The Lotus 3-Eleven 430 is what happens when a bunch of energetic and clever-if-clearly-under-resourced engineers get together and marry Lotus’s lightest car, the 3-Eleven, with the most rabid version of its supercharged 3.5-litre V6.
Yup, it seems that while Lotus waits for new parent company Geely to inject some much-needed cash and create a product plan that doesn’t involve sweating old assets to within a degree of their limited edition life, the Norfolk-based firm is left to sweat old assets to within a degree of their limited edition life.

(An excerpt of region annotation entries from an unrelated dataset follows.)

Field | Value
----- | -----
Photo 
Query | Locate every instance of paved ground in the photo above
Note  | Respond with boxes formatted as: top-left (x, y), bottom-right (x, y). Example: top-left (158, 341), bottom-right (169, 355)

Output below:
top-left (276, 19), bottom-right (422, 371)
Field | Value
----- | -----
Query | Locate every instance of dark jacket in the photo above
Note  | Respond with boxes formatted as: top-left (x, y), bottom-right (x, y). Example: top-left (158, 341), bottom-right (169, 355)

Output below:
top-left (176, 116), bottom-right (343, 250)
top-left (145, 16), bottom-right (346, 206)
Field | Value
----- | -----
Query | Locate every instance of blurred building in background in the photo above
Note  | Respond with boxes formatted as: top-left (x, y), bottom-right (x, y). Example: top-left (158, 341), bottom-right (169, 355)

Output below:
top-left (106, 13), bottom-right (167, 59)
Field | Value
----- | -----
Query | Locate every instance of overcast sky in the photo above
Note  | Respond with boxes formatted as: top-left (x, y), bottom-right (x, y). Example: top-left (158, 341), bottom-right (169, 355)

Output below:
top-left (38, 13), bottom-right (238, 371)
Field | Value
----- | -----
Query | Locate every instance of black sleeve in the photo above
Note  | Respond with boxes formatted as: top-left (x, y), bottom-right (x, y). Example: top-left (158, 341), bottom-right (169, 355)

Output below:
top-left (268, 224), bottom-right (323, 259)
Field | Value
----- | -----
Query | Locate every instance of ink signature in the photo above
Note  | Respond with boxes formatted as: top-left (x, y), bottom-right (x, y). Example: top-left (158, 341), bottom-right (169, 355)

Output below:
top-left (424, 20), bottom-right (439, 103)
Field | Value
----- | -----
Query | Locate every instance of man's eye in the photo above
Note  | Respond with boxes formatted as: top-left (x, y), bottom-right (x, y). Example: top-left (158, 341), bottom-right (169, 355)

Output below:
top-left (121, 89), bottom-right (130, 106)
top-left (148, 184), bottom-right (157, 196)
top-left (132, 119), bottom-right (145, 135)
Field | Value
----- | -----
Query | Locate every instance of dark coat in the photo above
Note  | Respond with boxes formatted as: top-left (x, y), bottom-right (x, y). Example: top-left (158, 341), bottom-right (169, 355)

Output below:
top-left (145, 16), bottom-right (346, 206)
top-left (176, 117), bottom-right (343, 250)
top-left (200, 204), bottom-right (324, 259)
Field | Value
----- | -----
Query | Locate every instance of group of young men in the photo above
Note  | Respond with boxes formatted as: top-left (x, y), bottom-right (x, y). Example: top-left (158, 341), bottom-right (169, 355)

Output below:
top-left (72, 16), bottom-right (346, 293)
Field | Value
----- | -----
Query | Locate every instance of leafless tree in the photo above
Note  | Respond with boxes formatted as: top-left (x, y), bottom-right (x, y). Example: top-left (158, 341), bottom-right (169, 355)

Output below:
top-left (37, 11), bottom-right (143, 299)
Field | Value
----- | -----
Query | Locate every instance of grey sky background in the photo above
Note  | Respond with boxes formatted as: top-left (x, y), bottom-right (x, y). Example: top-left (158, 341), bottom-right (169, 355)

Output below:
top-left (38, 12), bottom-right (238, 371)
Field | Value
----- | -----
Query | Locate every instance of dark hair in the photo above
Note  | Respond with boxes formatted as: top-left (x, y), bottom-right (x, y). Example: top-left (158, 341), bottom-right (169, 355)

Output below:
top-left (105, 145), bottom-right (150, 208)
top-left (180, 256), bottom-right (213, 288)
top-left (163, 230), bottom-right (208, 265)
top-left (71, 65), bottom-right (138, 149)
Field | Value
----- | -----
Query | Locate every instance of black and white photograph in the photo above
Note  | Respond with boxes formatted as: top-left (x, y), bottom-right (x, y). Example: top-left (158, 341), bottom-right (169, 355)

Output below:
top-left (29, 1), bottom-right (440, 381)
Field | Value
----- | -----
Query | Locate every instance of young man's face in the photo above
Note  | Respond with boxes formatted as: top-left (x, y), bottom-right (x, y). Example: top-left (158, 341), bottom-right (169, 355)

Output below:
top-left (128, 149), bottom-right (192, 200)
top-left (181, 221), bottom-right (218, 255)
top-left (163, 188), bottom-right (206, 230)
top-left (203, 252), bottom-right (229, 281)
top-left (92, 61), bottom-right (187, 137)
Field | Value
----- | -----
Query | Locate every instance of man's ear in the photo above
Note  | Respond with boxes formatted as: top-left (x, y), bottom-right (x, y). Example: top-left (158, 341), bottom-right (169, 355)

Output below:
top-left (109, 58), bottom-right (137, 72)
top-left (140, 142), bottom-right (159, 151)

Still, this is an easy car to get excited about. Even by Lotus standards, the 3-Eleven is a raw beast with no roof, no doors, no windscreen, rear-wheel drive and an old-fashioned six-speed manual gearbox. It’s basically the fastest carbonfibre bathtub you’ll have ever seen, and for now at least, the fastest ever street-legal Lotus.

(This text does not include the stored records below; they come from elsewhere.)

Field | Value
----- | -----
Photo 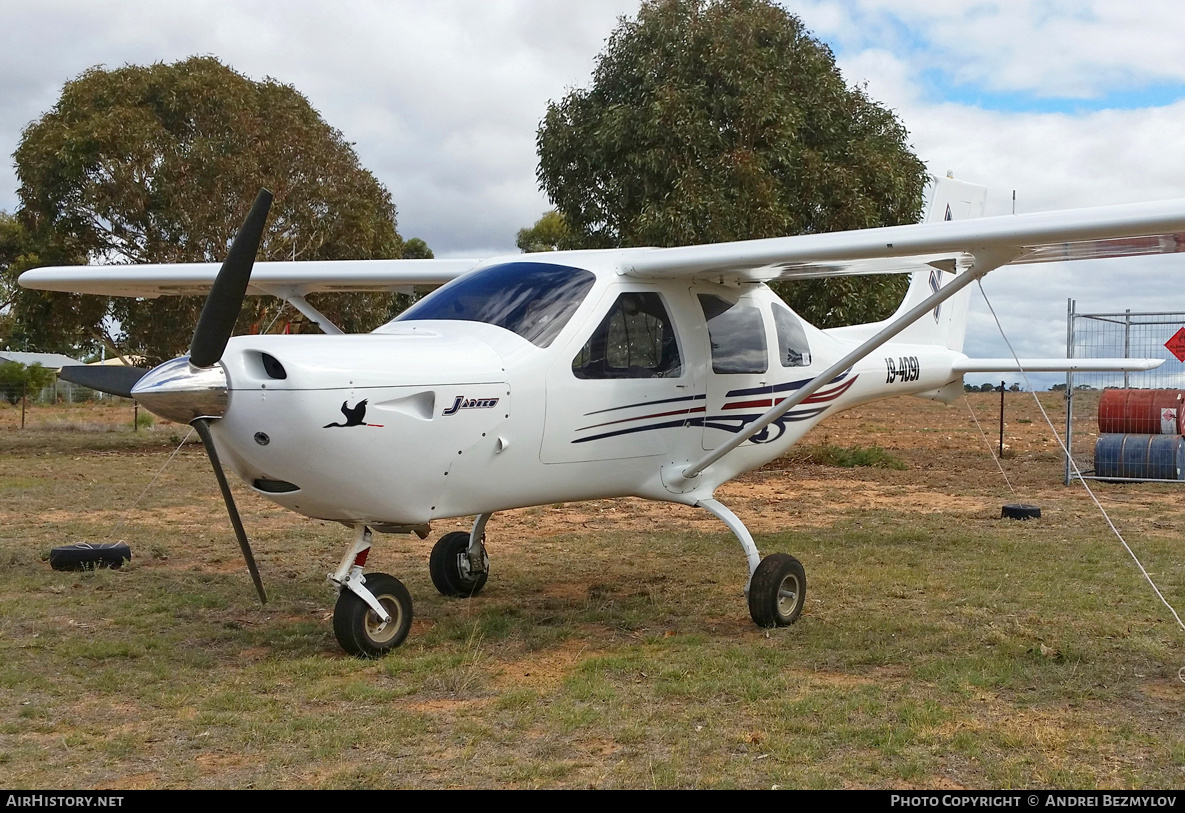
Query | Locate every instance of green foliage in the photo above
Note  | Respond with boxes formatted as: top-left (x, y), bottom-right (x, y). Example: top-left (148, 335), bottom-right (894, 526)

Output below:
top-left (537, 0), bottom-right (925, 326)
top-left (0, 361), bottom-right (57, 404)
top-left (8, 57), bottom-right (407, 363)
top-left (403, 237), bottom-right (436, 260)
top-left (514, 209), bottom-right (578, 254)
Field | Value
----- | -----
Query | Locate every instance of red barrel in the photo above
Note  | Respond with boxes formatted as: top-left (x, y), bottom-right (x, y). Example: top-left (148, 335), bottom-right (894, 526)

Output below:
top-left (1098, 390), bottom-right (1185, 435)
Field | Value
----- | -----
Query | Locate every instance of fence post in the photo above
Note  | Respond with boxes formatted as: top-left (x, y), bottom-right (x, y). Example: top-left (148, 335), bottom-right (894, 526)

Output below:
top-left (1123, 308), bottom-right (1132, 390)
top-left (1064, 299), bottom-right (1074, 486)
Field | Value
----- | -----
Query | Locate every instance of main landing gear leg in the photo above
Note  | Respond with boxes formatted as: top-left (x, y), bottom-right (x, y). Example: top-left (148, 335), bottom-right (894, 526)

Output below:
top-left (696, 499), bottom-right (807, 627)
top-left (329, 525), bottom-right (411, 658)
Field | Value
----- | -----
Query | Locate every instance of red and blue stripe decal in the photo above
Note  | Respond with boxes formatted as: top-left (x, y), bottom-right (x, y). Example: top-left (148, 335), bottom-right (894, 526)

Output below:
top-left (572, 372), bottom-right (859, 443)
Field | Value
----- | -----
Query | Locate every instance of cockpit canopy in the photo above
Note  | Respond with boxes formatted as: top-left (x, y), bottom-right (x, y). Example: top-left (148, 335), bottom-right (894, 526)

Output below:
top-left (379, 262), bottom-right (596, 347)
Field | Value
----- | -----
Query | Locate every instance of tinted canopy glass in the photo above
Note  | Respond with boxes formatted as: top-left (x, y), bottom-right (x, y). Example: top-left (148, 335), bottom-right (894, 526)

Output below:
top-left (395, 262), bottom-right (596, 347)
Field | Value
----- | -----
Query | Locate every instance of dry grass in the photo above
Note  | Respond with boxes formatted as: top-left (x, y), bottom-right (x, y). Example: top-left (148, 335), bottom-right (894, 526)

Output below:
top-left (0, 393), bottom-right (1185, 788)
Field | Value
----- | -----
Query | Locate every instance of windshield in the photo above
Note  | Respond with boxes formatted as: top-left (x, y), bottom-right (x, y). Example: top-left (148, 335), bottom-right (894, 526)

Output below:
top-left (395, 262), bottom-right (596, 347)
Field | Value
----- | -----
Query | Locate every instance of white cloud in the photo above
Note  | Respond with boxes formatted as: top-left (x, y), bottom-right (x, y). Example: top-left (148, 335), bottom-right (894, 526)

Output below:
top-left (0, 0), bottom-right (1185, 372)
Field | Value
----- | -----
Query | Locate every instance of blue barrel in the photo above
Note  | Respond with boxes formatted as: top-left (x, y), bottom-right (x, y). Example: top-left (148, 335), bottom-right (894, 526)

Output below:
top-left (1095, 435), bottom-right (1185, 480)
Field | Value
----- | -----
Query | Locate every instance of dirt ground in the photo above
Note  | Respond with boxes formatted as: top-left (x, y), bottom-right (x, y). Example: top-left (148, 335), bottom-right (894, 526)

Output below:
top-left (0, 392), bottom-right (1178, 539)
top-left (0, 392), bottom-right (1185, 788)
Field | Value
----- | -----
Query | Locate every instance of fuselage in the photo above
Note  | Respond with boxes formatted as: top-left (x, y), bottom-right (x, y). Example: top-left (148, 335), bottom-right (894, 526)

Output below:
top-left (187, 255), bottom-right (961, 526)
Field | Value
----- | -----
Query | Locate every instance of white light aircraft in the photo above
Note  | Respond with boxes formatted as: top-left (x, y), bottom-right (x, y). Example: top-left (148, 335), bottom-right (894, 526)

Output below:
top-left (20, 179), bottom-right (1185, 657)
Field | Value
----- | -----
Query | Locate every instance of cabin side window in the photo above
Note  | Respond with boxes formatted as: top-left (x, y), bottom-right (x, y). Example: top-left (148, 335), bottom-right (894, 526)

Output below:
top-left (572, 293), bottom-right (683, 378)
top-left (773, 302), bottom-right (811, 367)
top-left (698, 294), bottom-right (769, 373)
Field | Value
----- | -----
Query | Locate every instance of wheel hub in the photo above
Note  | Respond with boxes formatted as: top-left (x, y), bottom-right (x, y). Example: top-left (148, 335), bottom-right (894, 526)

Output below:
top-left (777, 575), bottom-right (799, 615)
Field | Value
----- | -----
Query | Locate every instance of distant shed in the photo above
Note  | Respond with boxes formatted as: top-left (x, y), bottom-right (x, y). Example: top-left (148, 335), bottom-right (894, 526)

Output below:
top-left (0, 350), bottom-right (82, 372)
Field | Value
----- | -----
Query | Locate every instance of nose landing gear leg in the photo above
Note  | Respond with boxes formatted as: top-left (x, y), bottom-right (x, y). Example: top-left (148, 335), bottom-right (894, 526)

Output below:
top-left (329, 525), bottom-right (411, 658)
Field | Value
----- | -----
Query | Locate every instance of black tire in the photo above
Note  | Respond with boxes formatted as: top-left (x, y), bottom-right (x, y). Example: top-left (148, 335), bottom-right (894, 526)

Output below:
top-left (333, 574), bottom-right (411, 658)
top-left (428, 531), bottom-right (489, 598)
top-left (749, 553), bottom-right (807, 628)
top-left (1000, 502), bottom-right (1040, 519)
top-left (50, 543), bottom-right (132, 570)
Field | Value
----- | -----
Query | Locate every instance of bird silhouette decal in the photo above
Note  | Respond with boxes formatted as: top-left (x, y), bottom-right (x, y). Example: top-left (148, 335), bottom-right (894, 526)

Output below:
top-left (321, 398), bottom-right (369, 429)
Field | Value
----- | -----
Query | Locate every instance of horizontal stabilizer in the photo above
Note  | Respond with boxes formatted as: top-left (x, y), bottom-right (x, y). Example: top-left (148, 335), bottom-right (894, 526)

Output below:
top-left (954, 359), bottom-right (1165, 373)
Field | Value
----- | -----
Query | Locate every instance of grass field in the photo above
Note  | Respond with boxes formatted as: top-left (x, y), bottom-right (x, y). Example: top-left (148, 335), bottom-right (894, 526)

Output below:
top-left (0, 393), bottom-right (1185, 789)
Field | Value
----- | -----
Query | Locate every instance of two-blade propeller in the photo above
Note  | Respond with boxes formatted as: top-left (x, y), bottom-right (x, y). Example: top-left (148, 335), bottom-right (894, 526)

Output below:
top-left (59, 190), bottom-right (271, 603)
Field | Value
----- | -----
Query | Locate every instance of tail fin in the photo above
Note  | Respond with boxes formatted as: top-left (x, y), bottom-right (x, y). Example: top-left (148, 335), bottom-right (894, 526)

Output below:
top-left (892, 177), bottom-right (987, 351)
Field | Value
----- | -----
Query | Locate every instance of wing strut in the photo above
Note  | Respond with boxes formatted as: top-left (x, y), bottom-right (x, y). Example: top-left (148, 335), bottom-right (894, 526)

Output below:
top-left (681, 249), bottom-right (1019, 480)
top-left (256, 283), bottom-right (344, 335)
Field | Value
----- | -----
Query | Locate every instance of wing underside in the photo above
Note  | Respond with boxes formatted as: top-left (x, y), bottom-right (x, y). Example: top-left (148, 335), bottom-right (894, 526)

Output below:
top-left (624, 199), bottom-right (1185, 281)
top-left (20, 199), bottom-right (1185, 297)
top-left (20, 260), bottom-right (478, 299)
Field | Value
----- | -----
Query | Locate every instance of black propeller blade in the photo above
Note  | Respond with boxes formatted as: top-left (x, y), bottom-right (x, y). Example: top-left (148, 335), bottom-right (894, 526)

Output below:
top-left (58, 365), bottom-right (148, 398)
top-left (190, 190), bottom-right (271, 604)
top-left (190, 190), bottom-right (271, 367)
top-left (192, 418), bottom-right (268, 604)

This run-out car may have only shaved a further 5kg from the scales, which most drivers will add on again in back fat, but the standard car’s 925kg kerbweight already made it the automotive equivalent of a bag of crisps. Power and torque have both been upgraded more substantially by 20bhp and 23lb ft, respectively, giving a total output of 424bhp and 325lb ft. Anchors are also upgraded and provided by AP Racing four-pot calipers, dampers are provided by Ohlins while Michelin Cup 2 tyres (18-inch front, 19-inch rear) ensure optimum grip levels.
With the benefit of a longer aero splitter, completely flat floor and variable traction control as standard, the 3-Eleven 430 can accelerate from 0-62mph in 3.2seconds and hit a top speed (encouraged only with a runway and some sort of face armour) of 180mph. And should you ever find yourself at Lotus’s Hethel test circuit, a Lotus test driver will be able to borrow your keys and set a time of 1:24, which makes it precisely two seconds quicker than the anything-but-regular 3-Eleven and 0.8sec faster than the Exige Cup 430. Progress.
Just 20 examples of the 3-Eleven 430 will be produced, each priced from £102,000. That may be £18,100 more than the regular car, but for the most visceral Lotus on sale and the ultimate expression of Colin Chapman’s ‘Add Lightness’ philosophy, we’re still tempted.